The senior management team were very positive about the new Chief Executive Officer (CEO). They felt that having been through a difficult and challenging period and that the culture of the board had changed for the better. We found the senior team to be open and transparent in their discussions with us. The CEO was able to describe the challenges facing Sussex.

It was clear that the trust were in a period of some significant change, including a cultural change. We heard from staff and stakeholders that relationships at times with the trust had been difficult to manage at times but that this was becoming more positive. Many felt that the new CEO was responsible for bringing in a more visible and open approach. The trust did not have a clear strategic direction that which was written down and understood by staff. The trust also lacked a framework to which ensured that the board were clear about and understood the more detailed risks and challenges facing the organisation. It had identified the principal principles risks faced by the organisation.

Intelligent Monitoring

We use our system of intelligent monitoring of indicators to direct our resources to where they are most needed.

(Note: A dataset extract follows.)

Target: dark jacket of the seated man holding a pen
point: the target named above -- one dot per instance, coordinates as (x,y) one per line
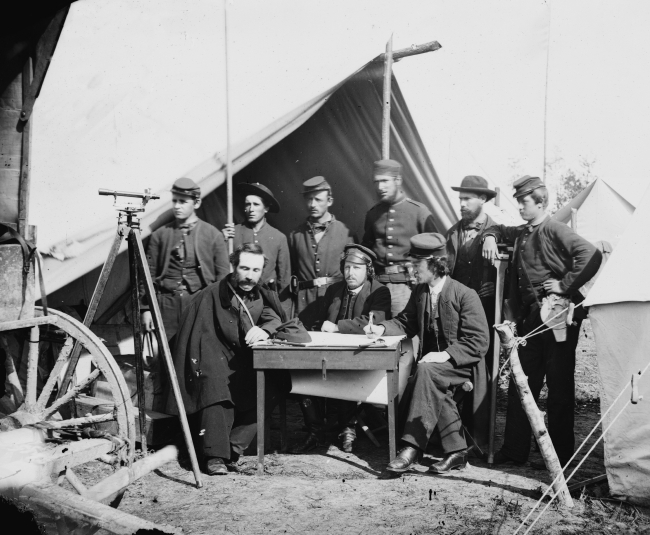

Our analysts have developed this monitoring to give our inspectors a clear picture of the areas of care that need to be followed up. Together with local information from partners and the public, this monitoring helps us to decide when, where and what to inspect.

Mental Health Act Commissioner reports

Each year, we visit all NHS trusts and independent providers who care for people whose rights are restricted under the Mental Health Act to monitor the care they provide and check that patients' rights are met. Immediate concerns raised by patients on those visits are discussed, if appropriate, with hospital staff.

Our Mental Health Act Commissioners may carry out a number of visits to each provider over a 12-month period, during which they talk to detained patients, staff and managers about how services are provided. In the past, we summarised themes from the visits and published an annual statement followed by the provider's response where applicable. We are looking at different ways to indicate the outcomes of our monitoring in the future.

Other types of report

As well as standard inspection, intelligent monitoring and Mental Health Act Commissioner reports, there are other types of report that we have published under special circumstances.